Erasers may be of concern when they contain phthalates. However, based on the report, a science-based risk assessment of this potential exposure cannot be performed due to the following deficiencies in the report:
- The migration of DEHP into artificial saliva (pH 5.0) was only studied from one eraser (DEHP content 44%, w/w) in a 1 g sample cut into small pieces (cubes) with a width of 2-3 mm at 37°C for one hour. This procedure gives a much larger area for migration, and thus results in excessive leaching of the plasticizer. The study authors have calculated a six fold overestimation. The analysis of chemicals migrated into artificial sweat was performed correctly using an extraction technique that only measures dissolved substances.
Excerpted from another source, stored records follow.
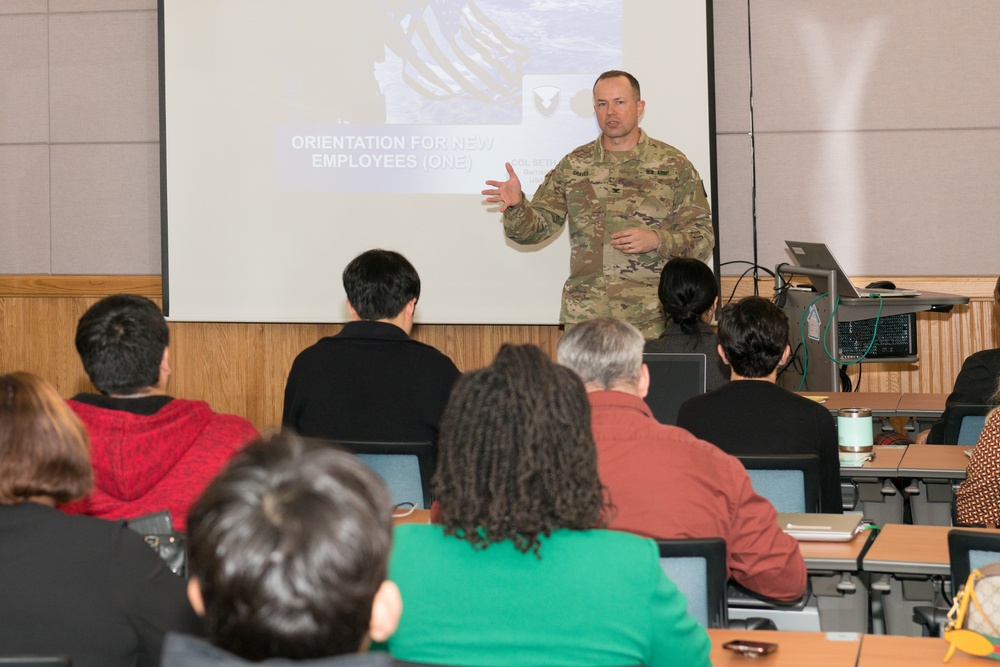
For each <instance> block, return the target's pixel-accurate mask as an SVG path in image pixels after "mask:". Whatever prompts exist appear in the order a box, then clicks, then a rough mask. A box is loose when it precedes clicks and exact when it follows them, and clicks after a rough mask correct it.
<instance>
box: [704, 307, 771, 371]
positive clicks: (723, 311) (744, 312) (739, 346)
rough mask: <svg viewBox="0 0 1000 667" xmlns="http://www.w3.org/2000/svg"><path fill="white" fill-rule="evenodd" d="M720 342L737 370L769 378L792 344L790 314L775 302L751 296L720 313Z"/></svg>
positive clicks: (730, 360)
mask: <svg viewBox="0 0 1000 667" xmlns="http://www.w3.org/2000/svg"><path fill="white" fill-rule="evenodd" d="M719 345H721V346H722V351H723V352H725V353H726V359H727V360H728V361H729V365H730V366H732V369H733V372H734V373H736V374H737V375H740V376H742V377H745V378H762V377H767V376H768V375H770V374H771V373H772V372H773V371H774V369H775V368H777V367H778V364H779V363H781V356H782V354H784V352H785V346H786V345H788V317H787V316H785V313H784V311H782V310H781V308H779V307H778V306H777V305H776V304H774V303H772V302H771V301H769V300H767V299H765V298H763V297H759V296H748V297H746V298H744V299H741V300H739V301H737V302H735V303H731V304H729V305H727V306H726V307H725V308H723V309H722V311H721V312H720V313H719Z"/></svg>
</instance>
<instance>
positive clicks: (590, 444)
mask: <svg viewBox="0 0 1000 667" xmlns="http://www.w3.org/2000/svg"><path fill="white" fill-rule="evenodd" d="M438 448H439V451H438V468H437V474H436V475H435V477H434V480H433V484H432V489H433V492H434V495H435V496H436V498H437V500H438V501H439V502H440V506H441V525H413V524H410V525H404V526H400V527H398V528H397V529H396V533H395V538H394V539H395V546H394V548H393V554H392V558H391V561H390V566H389V570H390V579H392V580H393V581H395V582H396V584H397V585H398V586H399V588H400V590H401V592H402V596H403V605H404V607H403V617H402V620H401V623H400V626H399V629H398V630H397V632H396V634H395V635H393V637H392V638H391V639H390V640H389V644H388V648H389V650H390V651H391V652H392V654H393V655H394V656H395V657H396V658H397V659H400V660H407V661H413V662H420V663H433V664H439V665H466V666H472V665H495V666H501V667H502V666H504V665H525V664H539V665H540V664H545V665H571V666H572V665H579V666H582V665H608V666H614V665H639V664H642V665H647V666H649V667H657V666H658V665H667V664H677V665H707V664H709V661H708V653H709V640H708V637H707V635H706V633H705V631H704V630H703V629H702V628H701V627H700V626H698V624H697V622H696V621H695V620H694V618H692V617H691V616H689V615H688V614H687V611H686V602H685V600H684V597H683V596H682V595H681V594H680V593H678V591H677V589H676V587H675V586H674V584H673V583H671V582H670V581H669V580H668V579H667V578H666V577H665V576H664V574H663V571H662V570H661V569H660V565H659V554H658V551H657V548H656V545H655V544H654V543H653V542H652V541H650V540H645V539H642V538H639V537H636V536H634V535H629V534H626V533H620V532H614V531H609V530H602V529H599V528H596V527H597V526H602V525H604V523H605V521H604V519H605V516H606V513H607V512H608V511H609V508H608V507H607V505H606V503H605V494H604V488H603V487H602V485H601V481H600V479H599V478H598V476H597V452H596V448H595V446H594V440H593V436H592V435H591V430H590V407H589V404H588V402H587V395H586V392H585V390H584V387H583V384H582V382H581V381H580V379H579V377H577V375H576V374H575V373H574V372H573V371H571V370H569V369H568V368H564V367H562V366H557V365H556V364H554V363H552V362H551V361H550V360H549V359H548V358H547V357H546V356H545V354H544V353H543V352H542V351H541V350H540V349H538V348H537V347H534V346H530V345H524V346H512V345H505V346H504V347H503V348H501V350H500V352H499V353H498V354H497V357H496V359H495V360H494V362H493V364H492V365H491V366H489V367H487V368H484V369H481V370H478V371H473V372H470V373H466V374H465V375H464V376H462V377H461V378H460V379H459V380H458V383H457V384H456V385H455V389H454V390H453V392H452V394H451V399H450V401H449V402H448V406H447V408H446V409H445V413H444V417H443V419H442V422H441V438H440V440H439V442H438Z"/></svg>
The phthalate data from this investigation are much lower than the DEHP migration from the eraser into artificial saliva.
- Small pieces of the eraser material suspended in the artificial saliva at the end of the migration experiment were not removed before extraction, which may further overestimate DEHP migration.
- It is not clear whether the extraction was performed under static or under dynamic (= shaking) conditions since, in a memorandum called “Erasers containing DINP” (Danish EPA, 22 June 2007), the same experiment is described as “the sample was shaken with the artificial saliva”.
- The uncertainty of the determinations has been reported to be 50% - which is considered to be indicative of a low quality of the chemical analyses, especially as stable isotope-labelled DEHP was used as an internal standard.
- To obtain information on a potential phthalate release from swallowed eraser particles, the migration of phthalates should be analysed using artificial gastric juice, normally 0.05% HCl.
In summary, SCHER considers that, due to the many weaknesses in this study and its reporting, firm conclusions on release of DEHP and DINP from the erasers as a basis for an assessment of potential health risk cannot be made.
However, SCHER will use some of the data presented in the Danish EPA report for a screening risk assessment of the exposures to phthalates from erasers to indicate the magnitude of a possible problem and information needs.